This study involves taking a study drug called CUDC-907.  CUDC-907 is an oral drug that blocks certain proteins in tumor cells; these proteins may be important in the growth of some cancers. The overall goals of this study are to evaluate the side effects and benefits of CUDC-907 in patients with relapsed or treatment refractory solid tumor, brain tumor, or lymphoma, and to determine the best dose of CUDC-907 for children and adolescents.  This study will also look at the levels of CUDC-907 in the blood over time after a dose. 

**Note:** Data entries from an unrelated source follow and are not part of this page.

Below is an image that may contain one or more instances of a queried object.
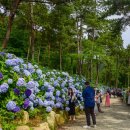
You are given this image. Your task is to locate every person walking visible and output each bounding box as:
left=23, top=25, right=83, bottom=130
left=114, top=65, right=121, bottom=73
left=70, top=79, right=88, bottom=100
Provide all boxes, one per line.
left=127, top=90, right=130, bottom=105
left=82, top=82, right=96, bottom=128
left=105, top=91, right=110, bottom=107
left=96, top=90, right=104, bottom=113
left=68, top=88, right=76, bottom=120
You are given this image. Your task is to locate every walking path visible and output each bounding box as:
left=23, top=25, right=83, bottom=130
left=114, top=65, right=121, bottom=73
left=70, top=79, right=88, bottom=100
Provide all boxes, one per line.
left=58, top=98, right=130, bottom=130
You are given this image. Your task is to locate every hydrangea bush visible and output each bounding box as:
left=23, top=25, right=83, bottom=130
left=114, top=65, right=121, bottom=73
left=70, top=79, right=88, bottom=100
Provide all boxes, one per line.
left=0, top=52, right=85, bottom=113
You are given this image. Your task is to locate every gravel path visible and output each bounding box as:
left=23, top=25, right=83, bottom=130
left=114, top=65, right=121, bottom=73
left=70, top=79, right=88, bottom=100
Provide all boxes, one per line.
left=58, top=98, right=130, bottom=130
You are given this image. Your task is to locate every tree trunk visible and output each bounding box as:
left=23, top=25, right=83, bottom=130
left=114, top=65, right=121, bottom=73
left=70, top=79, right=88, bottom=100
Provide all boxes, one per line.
left=37, top=47, right=41, bottom=64
left=128, top=58, right=130, bottom=87
left=48, top=42, right=51, bottom=66
left=29, top=3, right=35, bottom=62
left=96, top=57, right=99, bottom=87
left=115, top=55, right=119, bottom=88
left=59, top=42, right=62, bottom=70
left=2, top=0, right=22, bottom=49
left=27, top=36, right=31, bottom=62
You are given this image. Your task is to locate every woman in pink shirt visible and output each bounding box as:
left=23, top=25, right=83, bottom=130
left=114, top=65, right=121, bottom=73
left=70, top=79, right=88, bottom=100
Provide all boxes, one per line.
left=105, top=91, right=110, bottom=107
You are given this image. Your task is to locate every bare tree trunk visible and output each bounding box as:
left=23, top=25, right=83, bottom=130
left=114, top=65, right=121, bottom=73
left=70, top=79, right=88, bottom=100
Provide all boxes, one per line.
left=76, top=14, right=82, bottom=75
left=27, top=36, right=31, bottom=62
left=59, top=42, right=62, bottom=70
left=96, top=56, right=99, bottom=87
left=37, top=47, right=41, bottom=64
left=128, top=58, right=130, bottom=87
left=2, top=0, right=22, bottom=49
left=48, top=42, right=51, bottom=66
left=29, top=3, right=35, bottom=61
left=115, top=55, right=119, bottom=88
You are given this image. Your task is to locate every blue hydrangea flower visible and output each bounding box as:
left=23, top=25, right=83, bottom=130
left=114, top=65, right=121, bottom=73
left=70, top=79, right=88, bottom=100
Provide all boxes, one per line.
left=6, top=101, right=16, bottom=111
left=23, top=70, right=31, bottom=77
left=38, top=98, right=44, bottom=106
left=65, top=107, right=70, bottom=111
left=27, top=63, right=35, bottom=74
left=26, top=81, right=36, bottom=92
left=0, top=52, right=6, bottom=56
left=30, top=107, right=34, bottom=110
left=46, top=106, right=52, bottom=112
left=44, top=82, right=50, bottom=87
left=0, top=83, right=9, bottom=93
left=8, top=79, right=13, bottom=84
left=12, top=106, right=20, bottom=113
left=43, top=100, right=49, bottom=107
left=16, top=78, right=26, bottom=87
left=34, top=65, right=38, bottom=69
left=13, top=65, right=20, bottom=72
left=45, top=92, right=53, bottom=98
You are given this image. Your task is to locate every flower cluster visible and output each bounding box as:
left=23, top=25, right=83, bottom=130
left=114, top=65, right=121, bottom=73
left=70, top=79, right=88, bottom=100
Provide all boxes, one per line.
left=0, top=53, right=84, bottom=112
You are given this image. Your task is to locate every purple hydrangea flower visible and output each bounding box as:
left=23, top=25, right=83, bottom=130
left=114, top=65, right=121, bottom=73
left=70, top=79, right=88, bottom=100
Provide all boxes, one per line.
left=6, top=101, right=16, bottom=111
left=65, top=107, right=70, bottom=111
left=26, top=81, right=36, bottom=91
left=80, top=105, right=84, bottom=110
left=8, top=79, right=13, bottom=84
left=13, top=65, right=20, bottom=72
left=16, top=78, right=26, bottom=87
left=46, top=106, right=52, bottom=112
left=34, top=65, right=38, bottom=69
left=55, top=102, right=62, bottom=108
left=36, top=69, right=42, bottom=75
left=27, top=63, right=35, bottom=74
left=0, top=72, right=3, bottom=79
left=49, top=101, right=55, bottom=107
left=43, top=100, right=49, bottom=107
left=38, top=98, right=44, bottom=106
left=23, top=99, right=30, bottom=109
left=25, top=89, right=32, bottom=97
left=23, top=70, right=31, bottom=77
left=29, top=94, right=36, bottom=101
left=56, top=90, right=61, bottom=96
left=0, top=83, right=9, bottom=93
left=14, top=88, right=20, bottom=95
left=54, top=80, right=60, bottom=87
left=0, top=52, right=6, bottom=56
left=12, top=106, right=20, bottom=113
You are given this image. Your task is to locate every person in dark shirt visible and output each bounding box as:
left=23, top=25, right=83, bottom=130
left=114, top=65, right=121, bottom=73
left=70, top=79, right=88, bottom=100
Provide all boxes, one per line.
left=82, top=82, right=96, bottom=128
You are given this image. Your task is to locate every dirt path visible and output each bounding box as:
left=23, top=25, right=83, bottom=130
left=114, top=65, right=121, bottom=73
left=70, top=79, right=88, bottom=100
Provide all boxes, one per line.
left=58, top=98, right=130, bottom=130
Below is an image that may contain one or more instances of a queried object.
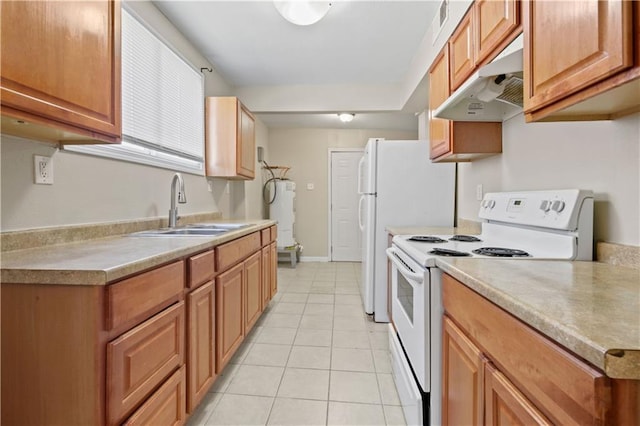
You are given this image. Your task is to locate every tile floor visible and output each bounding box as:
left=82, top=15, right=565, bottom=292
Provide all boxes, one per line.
left=188, top=262, right=405, bottom=426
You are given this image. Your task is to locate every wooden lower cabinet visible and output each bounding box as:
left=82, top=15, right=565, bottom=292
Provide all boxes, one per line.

ALRN-6924 in Pediatric Cancer

This study involves taking a study drug called ALRN-6924. ALRN-6924 is an investigational cancer treatment that activates p53, which suppresses the growth of tumors by blocking proteins in the cell called MDM2 and MDMX that inhibit p53 from doing its job. The overall goals of this study are to evaluate the side effects and benefits of ALRN-6924 in patients with relapsed or treatment refractory solid tumor or brain tumor, and to determine the best dose of ALRN-6924 for children and adolescents. This study will also look at how the body breaks down ALRN-6924 by measuring the amount of ALRN-6924 in the blood over time after a dose. 

Abemaciclib For Solid Tumors

The purpose of this study is to determine the highest safe dose of abemaciclib in patients with relapsed or treatment refractory solid tumors given in combination with the chemotherapy drugs, irinotecan and temozolomide (Part A) or in combination with just temozolomide (Part B).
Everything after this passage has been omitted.